Performance findings and questions about Arena allocation and JExtract

Mon Jan 20 15:46:32 UTC 2025

Hi David, thaks for sharing your experience, some comments inline:

On 20/01/2025 15:29, David wrote:
> Hi,
>
> Thanks for the amazing work on project Panama. I've been using it to 
> develop a Java library that provides bindings to Linux's io_uring, and 
> the API has been a joy to work with.
>
> During development, I encountered some performance characteristics 
> around memory allocation that I wanted to share and get your thoughts 
> on.
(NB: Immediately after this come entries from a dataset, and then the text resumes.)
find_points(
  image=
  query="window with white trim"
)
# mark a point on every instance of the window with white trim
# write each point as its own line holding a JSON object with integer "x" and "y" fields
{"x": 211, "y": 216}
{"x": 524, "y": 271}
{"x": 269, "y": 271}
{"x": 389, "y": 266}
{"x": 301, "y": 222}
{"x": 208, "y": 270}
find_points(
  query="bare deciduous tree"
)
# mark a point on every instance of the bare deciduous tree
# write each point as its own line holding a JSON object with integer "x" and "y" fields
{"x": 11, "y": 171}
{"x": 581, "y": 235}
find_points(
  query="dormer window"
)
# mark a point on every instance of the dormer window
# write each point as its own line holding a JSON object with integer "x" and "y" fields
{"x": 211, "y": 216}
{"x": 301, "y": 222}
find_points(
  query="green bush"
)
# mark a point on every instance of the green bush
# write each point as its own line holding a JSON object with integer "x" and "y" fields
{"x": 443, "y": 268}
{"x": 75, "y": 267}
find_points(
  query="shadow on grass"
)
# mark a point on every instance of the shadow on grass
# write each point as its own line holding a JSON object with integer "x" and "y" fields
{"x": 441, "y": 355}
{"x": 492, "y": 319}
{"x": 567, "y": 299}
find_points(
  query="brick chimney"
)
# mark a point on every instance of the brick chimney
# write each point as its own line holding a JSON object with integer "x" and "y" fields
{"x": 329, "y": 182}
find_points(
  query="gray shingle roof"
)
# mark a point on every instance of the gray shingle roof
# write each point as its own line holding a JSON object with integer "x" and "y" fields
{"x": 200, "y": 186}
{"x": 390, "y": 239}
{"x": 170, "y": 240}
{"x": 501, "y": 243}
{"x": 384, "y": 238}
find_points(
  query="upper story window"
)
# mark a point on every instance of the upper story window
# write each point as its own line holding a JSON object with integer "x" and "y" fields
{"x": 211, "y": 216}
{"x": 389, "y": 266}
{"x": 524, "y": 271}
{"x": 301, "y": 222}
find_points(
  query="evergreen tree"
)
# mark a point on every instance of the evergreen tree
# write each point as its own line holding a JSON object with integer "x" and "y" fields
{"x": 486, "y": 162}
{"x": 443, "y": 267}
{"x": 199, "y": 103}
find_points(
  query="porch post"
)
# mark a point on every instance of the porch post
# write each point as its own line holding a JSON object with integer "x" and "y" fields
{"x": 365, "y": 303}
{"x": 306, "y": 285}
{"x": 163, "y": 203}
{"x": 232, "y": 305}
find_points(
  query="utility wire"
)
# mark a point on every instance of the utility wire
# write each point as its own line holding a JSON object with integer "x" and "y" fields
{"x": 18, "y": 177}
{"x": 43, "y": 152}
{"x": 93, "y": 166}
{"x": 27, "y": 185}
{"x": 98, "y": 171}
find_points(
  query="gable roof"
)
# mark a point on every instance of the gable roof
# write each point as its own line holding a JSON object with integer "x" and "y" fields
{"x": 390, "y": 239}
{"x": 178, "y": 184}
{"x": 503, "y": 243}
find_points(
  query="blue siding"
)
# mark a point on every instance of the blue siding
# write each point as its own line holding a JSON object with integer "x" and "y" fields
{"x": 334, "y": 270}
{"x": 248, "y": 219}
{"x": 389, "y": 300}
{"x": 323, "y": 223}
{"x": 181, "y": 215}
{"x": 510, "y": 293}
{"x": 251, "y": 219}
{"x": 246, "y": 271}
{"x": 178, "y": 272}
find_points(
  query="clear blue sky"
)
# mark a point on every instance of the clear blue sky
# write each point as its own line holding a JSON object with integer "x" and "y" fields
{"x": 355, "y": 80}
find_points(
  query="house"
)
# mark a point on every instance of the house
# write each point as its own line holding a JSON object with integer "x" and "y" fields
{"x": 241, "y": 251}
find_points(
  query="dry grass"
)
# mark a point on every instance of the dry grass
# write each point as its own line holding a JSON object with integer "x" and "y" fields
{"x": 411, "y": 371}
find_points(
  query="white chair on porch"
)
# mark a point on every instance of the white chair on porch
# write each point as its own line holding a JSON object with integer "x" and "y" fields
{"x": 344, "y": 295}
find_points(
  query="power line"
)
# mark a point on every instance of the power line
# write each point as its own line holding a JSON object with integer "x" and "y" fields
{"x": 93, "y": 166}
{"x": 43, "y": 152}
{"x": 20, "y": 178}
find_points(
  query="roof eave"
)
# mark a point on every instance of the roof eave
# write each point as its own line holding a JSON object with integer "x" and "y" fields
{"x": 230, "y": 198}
While working on the library, I discovered that arena.allocate() 
> became a performance bottleneck compared to malloc + fill(0) or calloc 
> operations (and creating a MemorySegment out of the return value). 
> Here are the benchmark results using JDK 24 build 31 (2025/1/9):
>
> [Zeroed memory allocation comparison] (allocation size)
> Benchmarks.memory.MemoryAllocationBench.arenaAlloc     512 thrpt    5 
>  15147.191 ±  943.526  ops/ms
> Benchmarks.memory.MemoryAllocationBench.arenaAlloc     1024  thrpt   
>  5  10551.065 ± 1005.304  ops/ms
> Benchmarks.memory.MemoryAllocationBench.arenaAlloc     4096  thrpt   
>  5   3248.519 ±    3.210  ops/ms
>
> Benchmarks.memory.MemoryAllocationBench.callocAlloc    512 thrpt    5 
>  13718.615 ±  994.042  ops/ms
> Benchmarks.memory.MemoryAllocationBench.callocAlloc    1024  thrpt   
>  5  10104.415 ±  128.425  ops/ms
> Benchmarks.memory.MemoryAllocationBench.callocAlloc    4096  thrpt   
>  5   4883.802 ±  212.922  ops/ms
>
> Benchmarks.memory.MemoryAllocationBench.mallocAlloc   512 thrpt    5 
>  20054.526 ± 1844.846  ops/ms
> Benchmarks.memory.MemoryAllocationBench.mallocAlloc   1024  thrpt    5 
>  12370.954 ± 1859.726  ops/ms
> Benchmarks.memory.MemoryAllocationBench.mallocAlloc   4096  thrpt    5 
>   3332.564 ±  142.788  ops/ms
>
> Arena is fast, but never faster than the other options, which made 
> performing better than the Filechannel API difficult. For my use case, 
> where a filling a memorySegment with zeros isn't required, the 
> performance gap widens even further:
>
> [malloc performance]
> Benchmarks.memory.MemoryAllocationBench.mallocAlloc 512   thrpt    5 
>  27901.228 ± 1300.511  ops/ms
> Benchmarks.memory.MemoryAllocationBench.mallocAlloc 1024  thrpt    5 
>  19637.654 ± 1548.356  ops/ms
> Benchmarks.memory.MemoryAllocationBench.mallocAlloc 4096  thrpt    5   
> 5780.638 ±  332.062  ops/ms
>
> I stopped using Arena in performance-critical paths, though this meant 
> giving up some of the convenient memory management features. I have 
> two questions, and I'd love to learn more about:
>
> 1. Are there any performance improvements planned for memorySegment 
> allocation using Arena?

So, first, I'd like to point out that the basic 
confined/shared/automatic arena that comes with FFM do not _always_ 
zero. It depend on which allocation method you call. You will notice 
that SegmentAllocator has some methods called "allocate" and some called 
"allocateFrom". The latter set of methods can be used to copy some 
existing memory into a new region of off-heap memory. So, when it's safe 
to do so, the existing implementation will try to skip zeroing if possible.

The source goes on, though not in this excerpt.